Choosing a workload
The opensearch-benchmark-workloads repository contains a list of workloads that you can use to run your benchmarks. Using a workload similar to your cluster’s use cases can save you time and effort when assessing your cluster’s performance.
For example, say you’re a system architect at a rideshare company. As a rideshare company, you collect and store data based on trip times, locations, and other data related to each rideshare. Instead of building a custom workload and using your own data, which requires additional time, effort, and cost, you can use the nyc_taxis workload to benchmark your cluster because the data inside the workload is similar to the data that you collect.

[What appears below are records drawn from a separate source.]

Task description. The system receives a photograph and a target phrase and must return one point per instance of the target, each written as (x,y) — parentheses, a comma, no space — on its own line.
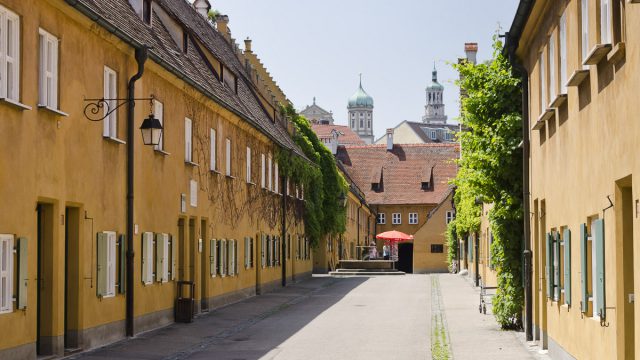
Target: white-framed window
(543,83)
(605,22)
(158,113)
(9,55)
(584,30)
(449,216)
(228,157)
(213,153)
(147,258)
(6,273)
(270,171)
(413,218)
(563,53)
(552,67)
(106,264)
(162,258)
(48,86)
(188,140)
(248,164)
(110,123)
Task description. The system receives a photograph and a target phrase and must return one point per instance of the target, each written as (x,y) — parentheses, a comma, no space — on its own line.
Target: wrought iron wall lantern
(100,109)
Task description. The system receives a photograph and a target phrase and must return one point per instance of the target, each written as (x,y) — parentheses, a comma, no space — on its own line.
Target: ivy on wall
(491,169)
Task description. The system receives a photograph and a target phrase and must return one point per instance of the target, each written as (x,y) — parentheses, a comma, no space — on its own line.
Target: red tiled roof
(347,136)
(403,170)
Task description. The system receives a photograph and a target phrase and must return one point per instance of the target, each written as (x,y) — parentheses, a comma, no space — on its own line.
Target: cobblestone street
(344,318)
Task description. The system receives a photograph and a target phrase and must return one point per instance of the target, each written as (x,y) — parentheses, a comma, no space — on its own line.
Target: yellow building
(407,187)
(581,59)
(208,202)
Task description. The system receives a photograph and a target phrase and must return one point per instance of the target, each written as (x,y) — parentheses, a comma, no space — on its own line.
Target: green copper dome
(435,85)
(360,98)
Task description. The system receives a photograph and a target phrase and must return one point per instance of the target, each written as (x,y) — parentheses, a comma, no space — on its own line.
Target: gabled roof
(347,136)
(118,16)
(402,171)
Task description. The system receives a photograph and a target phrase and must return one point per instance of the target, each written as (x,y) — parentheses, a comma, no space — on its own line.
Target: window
(158,113)
(110,123)
(188,138)
(228,157)
(48,95)
(543,83)
(9,55)
(563,53)
(552,67)
(263,177)
(605,22)
(248,164)
(396,218)
(584,28)
(106,264)
(213,150)
(450,215)
(413,218)
(162,258)
(6,273)
(147,258)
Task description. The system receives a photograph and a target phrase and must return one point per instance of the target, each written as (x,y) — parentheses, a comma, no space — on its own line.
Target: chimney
(471,50)
(222,24)
(202,7)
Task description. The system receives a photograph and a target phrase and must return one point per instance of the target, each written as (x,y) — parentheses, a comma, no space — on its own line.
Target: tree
(491,169)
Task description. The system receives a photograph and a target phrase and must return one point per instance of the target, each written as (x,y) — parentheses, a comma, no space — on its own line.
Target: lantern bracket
(100,109)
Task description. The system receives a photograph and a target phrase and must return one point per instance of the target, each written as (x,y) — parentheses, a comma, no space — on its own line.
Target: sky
(318,48)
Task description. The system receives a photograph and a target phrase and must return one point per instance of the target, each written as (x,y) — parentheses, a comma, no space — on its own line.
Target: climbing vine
(491,170)
(320,180)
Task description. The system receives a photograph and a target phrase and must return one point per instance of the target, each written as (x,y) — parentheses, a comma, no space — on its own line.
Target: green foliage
(322,182)
(491,170)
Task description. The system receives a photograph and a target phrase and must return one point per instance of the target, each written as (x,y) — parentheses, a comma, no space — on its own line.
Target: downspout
(284,231)
(141,57)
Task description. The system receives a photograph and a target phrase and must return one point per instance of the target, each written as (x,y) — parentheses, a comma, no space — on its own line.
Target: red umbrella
(394,235)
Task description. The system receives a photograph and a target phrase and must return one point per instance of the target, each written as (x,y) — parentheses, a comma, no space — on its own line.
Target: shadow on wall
(232,332)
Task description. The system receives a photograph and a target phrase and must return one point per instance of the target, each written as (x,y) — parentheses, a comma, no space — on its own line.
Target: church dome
(360,98)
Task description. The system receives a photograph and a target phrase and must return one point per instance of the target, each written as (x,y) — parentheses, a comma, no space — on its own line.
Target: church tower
(434,110)
(361,114)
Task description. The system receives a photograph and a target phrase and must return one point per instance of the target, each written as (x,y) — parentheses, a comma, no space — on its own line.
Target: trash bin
(185,305)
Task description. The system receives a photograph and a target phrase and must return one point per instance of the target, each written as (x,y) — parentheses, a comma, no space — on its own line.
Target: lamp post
(100,109)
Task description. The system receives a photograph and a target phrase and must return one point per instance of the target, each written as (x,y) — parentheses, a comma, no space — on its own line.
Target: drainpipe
(284,231)
(141,58)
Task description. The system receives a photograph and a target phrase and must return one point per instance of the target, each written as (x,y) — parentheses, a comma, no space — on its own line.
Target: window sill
(15,103)
(578,77)
(55,111)
(597,54)
(161,152)
(114,140)
(558,101)
(617,53)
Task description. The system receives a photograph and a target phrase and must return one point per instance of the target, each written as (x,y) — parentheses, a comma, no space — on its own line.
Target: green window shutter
(584,304)
(174,255)
(598,229)
(567,266)
(556,267)
(122,264)
(101,276)
(23,278)
(549,266)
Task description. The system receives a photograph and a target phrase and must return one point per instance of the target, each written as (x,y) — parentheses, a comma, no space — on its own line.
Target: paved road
(322,318)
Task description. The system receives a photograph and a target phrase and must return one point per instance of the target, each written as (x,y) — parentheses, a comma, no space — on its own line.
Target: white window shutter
(6,273)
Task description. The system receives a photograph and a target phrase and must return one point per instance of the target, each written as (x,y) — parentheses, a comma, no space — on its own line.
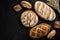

Criteria for choosing a workload
Consider the following criteria when deciding which workload would work best for benchmarking your cluster:
- The cluster’s use case.
- The data types that your cluster uses compared to the data structure of the documents contained in the workload. Each workload contains an example document so that you can compare data types, or you can view the index mappings and data types in the
index.json
file. - The query types most commonly used inside your cluster. The
operations/default.json
file contains information about the query types and workload operations.
General search clusters
For benchmarking clusters built for general search use cases, start with the [nyc_taxis]
(https://github.com/opensearch-project/opensearch-benchmark-workloads/tree/main/nyc_taxis) workload. This workload contains data about the rides taken in yellow taxis in New York City in 2015.
Log data
For benchmarking clusters built for indexing and search with log data, use the http_logs
workload. This workload contains data about the 1998 World Cup.